22 November 2013

On the feast of St. Cecilia: Daily frustrations and the irony of prayer

Perhaps the greatest lesson of life that each of us must strive to learn, and re-learn, and learn yet again is how to accept the frustrations and disappointments of everyday life.  There is perhaps no place on earth more well-suited to learning this lesson - over and over again - is Rome.

Today being the memorial of Saint Cecilia I decided after class to walk to the Basilica of Saint Cecilia, which tradition says is built over the site of her house, to pray at her tomb.  It seemed like a good and worthy thing to do.

When I stopped through the main entrance into the courtyard of the basilica I was delighted to see grass (within the last week I've begun to miss grass, but there's more a consequence of living in a large city than a different country).  As I approached the entrance to the basilica I grew excited seeing the main doors suitable arrayed for the basilica's titular feast day:

On entering the basilica, though, I was disappointed to find it not well light and most - if not all - of the side chapels either not lit up and/or gated shut. 

Still I pressed forward to have a look at Stefano Moderno's famed sculpture of Saint Cecilia:

When I found the entrance to the crypt where Saint Cecilia's mortal remains are interred, I was disappointed to find an entrance of 3,50 euros.

In other churches such fees - if they exist - are waived are the patronal feast day and the lights of the churches are put on and access to generally restricted areas is opened.  Not so here.

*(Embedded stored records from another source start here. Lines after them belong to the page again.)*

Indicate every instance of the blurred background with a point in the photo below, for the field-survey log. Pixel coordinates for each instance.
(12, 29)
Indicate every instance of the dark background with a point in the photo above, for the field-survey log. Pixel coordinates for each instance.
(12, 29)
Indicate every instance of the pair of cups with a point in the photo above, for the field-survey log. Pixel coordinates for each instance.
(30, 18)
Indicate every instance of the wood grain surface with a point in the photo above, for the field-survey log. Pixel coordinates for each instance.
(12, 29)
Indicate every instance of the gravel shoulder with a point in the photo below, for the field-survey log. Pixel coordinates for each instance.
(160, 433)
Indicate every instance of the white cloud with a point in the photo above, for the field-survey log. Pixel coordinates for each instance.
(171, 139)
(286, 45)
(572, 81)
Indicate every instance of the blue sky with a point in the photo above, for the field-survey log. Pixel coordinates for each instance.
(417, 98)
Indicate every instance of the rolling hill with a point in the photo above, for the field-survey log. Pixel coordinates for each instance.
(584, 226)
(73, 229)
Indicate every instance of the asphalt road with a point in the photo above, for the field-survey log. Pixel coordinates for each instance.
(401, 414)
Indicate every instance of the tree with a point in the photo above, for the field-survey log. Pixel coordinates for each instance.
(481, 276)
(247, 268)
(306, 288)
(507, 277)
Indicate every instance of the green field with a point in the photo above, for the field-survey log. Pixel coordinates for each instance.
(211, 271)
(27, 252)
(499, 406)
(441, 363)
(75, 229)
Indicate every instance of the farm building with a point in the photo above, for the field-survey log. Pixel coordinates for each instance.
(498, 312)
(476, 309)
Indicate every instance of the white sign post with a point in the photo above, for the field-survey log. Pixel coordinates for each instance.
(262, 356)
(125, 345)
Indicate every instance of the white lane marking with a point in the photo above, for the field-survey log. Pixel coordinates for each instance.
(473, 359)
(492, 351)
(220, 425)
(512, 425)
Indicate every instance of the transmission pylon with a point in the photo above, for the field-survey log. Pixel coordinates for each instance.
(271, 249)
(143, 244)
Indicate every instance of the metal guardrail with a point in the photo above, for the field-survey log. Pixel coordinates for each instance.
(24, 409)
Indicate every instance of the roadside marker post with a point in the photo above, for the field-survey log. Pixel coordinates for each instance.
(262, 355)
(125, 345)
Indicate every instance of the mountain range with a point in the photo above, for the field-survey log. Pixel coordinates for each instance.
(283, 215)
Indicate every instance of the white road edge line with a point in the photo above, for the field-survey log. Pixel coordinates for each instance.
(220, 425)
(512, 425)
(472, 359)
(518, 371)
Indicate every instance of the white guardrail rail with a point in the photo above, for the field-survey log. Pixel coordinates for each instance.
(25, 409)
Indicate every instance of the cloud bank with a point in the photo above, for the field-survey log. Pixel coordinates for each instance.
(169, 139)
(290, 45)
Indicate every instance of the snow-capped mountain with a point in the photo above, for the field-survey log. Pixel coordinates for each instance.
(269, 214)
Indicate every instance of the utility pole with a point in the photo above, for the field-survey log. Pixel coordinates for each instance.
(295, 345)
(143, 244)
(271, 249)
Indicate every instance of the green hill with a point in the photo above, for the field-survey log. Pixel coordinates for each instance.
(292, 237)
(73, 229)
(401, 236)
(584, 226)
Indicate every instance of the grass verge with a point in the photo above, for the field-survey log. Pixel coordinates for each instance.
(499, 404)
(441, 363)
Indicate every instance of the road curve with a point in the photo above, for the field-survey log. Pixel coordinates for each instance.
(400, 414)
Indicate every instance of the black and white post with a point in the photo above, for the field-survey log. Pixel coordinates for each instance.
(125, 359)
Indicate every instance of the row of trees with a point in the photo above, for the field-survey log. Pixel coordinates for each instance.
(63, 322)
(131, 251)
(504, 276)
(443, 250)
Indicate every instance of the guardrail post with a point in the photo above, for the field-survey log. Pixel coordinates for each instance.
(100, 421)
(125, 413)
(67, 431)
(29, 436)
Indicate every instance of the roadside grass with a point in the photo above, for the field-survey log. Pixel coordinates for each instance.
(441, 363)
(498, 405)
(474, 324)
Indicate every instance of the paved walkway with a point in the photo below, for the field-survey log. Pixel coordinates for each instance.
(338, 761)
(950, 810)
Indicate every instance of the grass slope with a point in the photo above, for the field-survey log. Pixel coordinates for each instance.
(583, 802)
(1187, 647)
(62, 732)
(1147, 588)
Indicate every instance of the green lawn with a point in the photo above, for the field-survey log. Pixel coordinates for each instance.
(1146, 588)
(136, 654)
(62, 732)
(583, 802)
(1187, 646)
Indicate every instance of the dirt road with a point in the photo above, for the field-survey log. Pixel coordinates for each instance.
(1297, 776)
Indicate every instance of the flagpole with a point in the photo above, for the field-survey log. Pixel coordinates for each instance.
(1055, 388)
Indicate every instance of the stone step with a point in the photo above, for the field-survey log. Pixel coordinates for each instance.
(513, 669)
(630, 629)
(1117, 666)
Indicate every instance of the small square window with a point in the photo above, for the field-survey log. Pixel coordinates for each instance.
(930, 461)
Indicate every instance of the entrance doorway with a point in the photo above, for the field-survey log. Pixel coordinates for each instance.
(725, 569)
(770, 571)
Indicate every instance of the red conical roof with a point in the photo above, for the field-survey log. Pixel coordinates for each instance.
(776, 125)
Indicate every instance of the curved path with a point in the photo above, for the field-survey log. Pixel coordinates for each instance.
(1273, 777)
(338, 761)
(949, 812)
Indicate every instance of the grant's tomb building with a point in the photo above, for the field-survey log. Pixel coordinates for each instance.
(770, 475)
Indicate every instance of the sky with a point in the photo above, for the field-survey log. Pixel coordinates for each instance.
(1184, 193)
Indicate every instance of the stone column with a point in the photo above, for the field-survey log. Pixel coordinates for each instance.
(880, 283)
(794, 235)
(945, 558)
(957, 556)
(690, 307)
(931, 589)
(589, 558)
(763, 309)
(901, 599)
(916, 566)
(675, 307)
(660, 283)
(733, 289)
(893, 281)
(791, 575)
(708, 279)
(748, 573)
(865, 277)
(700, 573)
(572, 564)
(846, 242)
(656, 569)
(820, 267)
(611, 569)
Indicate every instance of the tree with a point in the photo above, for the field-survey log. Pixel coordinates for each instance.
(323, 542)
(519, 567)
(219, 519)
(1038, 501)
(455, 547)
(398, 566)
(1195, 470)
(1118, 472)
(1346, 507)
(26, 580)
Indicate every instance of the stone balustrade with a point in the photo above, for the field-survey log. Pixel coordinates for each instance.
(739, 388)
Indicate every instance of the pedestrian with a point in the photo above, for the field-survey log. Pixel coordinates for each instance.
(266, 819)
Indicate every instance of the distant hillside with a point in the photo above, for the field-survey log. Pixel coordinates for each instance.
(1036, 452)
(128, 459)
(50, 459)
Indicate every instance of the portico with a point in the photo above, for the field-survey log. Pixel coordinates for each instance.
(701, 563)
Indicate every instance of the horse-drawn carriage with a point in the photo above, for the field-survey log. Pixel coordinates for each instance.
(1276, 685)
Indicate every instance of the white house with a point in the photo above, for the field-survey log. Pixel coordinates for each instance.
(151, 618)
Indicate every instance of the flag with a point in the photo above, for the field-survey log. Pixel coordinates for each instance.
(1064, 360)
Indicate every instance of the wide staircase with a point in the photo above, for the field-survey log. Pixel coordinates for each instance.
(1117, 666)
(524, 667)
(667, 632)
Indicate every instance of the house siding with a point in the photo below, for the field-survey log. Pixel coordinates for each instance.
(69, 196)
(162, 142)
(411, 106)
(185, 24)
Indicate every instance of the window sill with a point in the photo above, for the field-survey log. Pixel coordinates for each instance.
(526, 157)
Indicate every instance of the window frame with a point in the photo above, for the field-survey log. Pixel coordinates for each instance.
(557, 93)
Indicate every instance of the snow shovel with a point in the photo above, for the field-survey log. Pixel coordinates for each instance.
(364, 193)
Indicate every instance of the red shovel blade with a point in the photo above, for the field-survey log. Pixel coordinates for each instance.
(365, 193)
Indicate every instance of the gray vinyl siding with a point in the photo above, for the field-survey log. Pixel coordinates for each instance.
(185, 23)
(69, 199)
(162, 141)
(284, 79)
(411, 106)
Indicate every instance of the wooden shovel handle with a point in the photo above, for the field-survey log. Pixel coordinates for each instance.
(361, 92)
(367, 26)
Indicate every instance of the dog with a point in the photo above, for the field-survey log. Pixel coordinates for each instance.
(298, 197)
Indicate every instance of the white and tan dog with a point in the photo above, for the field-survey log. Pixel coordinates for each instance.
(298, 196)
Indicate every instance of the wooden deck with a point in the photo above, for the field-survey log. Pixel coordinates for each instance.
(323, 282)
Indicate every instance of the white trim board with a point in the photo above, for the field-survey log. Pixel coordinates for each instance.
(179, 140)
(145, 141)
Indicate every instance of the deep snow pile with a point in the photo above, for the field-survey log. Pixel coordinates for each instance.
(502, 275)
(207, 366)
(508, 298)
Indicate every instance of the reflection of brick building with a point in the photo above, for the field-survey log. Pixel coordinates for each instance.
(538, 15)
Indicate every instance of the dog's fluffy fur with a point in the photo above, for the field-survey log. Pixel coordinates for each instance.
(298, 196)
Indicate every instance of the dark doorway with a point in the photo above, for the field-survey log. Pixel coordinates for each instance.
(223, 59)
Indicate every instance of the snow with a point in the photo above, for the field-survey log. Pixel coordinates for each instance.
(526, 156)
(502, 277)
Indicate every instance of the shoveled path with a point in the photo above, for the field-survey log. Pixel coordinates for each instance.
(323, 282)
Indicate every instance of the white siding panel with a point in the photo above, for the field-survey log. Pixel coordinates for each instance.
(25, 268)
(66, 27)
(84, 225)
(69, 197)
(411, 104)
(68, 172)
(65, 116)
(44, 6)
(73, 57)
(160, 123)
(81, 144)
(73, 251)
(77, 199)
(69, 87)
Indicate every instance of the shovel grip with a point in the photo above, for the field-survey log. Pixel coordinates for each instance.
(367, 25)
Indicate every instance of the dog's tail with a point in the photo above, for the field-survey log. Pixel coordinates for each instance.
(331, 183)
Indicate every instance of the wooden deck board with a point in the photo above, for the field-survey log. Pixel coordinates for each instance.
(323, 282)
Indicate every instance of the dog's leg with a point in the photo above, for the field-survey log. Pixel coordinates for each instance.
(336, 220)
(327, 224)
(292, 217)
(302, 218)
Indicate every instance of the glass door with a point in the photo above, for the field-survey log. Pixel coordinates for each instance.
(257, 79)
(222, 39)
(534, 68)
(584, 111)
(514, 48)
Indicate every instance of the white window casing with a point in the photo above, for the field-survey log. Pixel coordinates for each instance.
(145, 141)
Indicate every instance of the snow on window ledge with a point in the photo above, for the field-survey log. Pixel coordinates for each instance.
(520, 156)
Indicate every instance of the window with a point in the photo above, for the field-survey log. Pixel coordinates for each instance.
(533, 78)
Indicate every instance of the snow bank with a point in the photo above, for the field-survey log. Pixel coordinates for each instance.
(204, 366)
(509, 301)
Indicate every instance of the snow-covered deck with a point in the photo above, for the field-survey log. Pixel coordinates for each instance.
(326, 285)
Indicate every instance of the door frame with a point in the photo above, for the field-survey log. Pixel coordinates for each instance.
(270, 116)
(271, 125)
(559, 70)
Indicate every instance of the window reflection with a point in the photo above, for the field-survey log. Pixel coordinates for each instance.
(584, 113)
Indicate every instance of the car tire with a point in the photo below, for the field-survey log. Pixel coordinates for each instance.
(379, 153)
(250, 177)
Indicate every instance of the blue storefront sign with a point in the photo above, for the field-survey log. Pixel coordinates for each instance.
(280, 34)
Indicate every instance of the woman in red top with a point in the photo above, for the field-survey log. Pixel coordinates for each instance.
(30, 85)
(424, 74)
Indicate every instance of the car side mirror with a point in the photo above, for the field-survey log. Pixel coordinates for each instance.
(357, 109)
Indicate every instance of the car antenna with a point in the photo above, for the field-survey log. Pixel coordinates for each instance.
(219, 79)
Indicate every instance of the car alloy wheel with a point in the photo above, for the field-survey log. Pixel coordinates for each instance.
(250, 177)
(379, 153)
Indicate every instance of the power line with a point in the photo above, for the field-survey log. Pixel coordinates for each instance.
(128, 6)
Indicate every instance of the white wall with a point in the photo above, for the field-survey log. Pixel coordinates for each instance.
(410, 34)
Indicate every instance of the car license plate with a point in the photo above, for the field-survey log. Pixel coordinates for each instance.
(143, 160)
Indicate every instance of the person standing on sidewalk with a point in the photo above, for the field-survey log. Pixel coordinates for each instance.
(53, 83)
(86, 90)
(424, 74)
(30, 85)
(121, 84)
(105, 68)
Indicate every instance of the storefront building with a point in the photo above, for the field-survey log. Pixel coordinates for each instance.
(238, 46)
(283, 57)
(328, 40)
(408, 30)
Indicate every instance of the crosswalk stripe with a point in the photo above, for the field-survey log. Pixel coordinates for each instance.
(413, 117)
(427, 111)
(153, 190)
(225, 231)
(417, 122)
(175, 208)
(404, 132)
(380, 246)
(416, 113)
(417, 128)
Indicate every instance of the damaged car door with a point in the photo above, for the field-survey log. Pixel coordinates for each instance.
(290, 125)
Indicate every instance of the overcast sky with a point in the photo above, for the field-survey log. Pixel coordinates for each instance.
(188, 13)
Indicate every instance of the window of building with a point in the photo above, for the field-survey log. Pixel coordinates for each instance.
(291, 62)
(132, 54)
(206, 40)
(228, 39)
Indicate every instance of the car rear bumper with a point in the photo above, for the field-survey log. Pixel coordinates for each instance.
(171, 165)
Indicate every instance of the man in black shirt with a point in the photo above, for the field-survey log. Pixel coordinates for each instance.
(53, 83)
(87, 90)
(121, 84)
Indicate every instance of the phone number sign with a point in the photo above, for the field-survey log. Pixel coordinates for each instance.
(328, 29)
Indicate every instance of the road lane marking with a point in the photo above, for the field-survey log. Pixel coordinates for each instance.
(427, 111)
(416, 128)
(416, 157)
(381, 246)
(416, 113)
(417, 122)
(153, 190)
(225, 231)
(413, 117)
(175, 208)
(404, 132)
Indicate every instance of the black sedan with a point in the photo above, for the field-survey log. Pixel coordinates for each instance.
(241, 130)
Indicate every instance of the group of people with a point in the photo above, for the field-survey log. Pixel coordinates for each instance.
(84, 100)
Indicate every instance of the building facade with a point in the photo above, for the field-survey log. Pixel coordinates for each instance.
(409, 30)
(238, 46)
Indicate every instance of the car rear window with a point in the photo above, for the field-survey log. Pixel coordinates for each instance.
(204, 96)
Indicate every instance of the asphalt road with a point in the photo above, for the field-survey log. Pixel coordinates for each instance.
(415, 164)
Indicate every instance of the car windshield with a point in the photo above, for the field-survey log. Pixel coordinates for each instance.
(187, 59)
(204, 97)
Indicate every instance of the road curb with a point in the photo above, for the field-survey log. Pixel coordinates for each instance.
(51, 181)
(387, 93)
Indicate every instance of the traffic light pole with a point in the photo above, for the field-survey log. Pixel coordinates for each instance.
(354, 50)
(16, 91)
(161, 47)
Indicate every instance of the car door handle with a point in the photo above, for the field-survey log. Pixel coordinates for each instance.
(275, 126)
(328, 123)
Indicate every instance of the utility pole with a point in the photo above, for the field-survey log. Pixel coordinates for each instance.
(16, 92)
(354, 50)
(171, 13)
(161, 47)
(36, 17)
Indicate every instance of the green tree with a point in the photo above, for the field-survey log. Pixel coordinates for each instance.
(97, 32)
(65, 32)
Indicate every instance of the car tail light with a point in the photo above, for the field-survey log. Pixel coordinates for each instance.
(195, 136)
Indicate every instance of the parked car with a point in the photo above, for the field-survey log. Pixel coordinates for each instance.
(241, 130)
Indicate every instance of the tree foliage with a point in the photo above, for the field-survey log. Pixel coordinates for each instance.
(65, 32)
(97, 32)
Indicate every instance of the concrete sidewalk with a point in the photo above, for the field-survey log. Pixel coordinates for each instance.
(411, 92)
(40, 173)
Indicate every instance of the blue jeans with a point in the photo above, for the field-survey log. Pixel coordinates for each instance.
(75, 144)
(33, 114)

Reluctantly I paid the fee and took some time exploring the remains of the original church - which now serves largely as the foundation for the present church - and some of the artifacts contained
therein, like this detail from a sarcofagus:

I think they are ready for a luau.

The greatest disappoint of all came when I arrived at the beautiful chapel containing the tomb of the patron saint of music and found the gate shut and padlocked (I put my camera through the bars to take a few pictures for you):

Being as near to the tomb of Saint Cecilia as was possible, I took out the holy card I was given when I bought my ticket and prayed:
Our sister Cecilia,
who, at the beginning of the journey of the Christian people,
showed us how to live
with strong faith and serenity until martyrdom,
together with your husband Valerian,
sustain us pilgrims of the Third Millenium,
particularly our families,
so that our everyday struggles and burdens -
often a martyrdom for our weakness -
will be sustained by faith in Christ our only Savior
who won against evil and was resurrected for the hope of all humanity.
The irony of the prayer was not lost on me.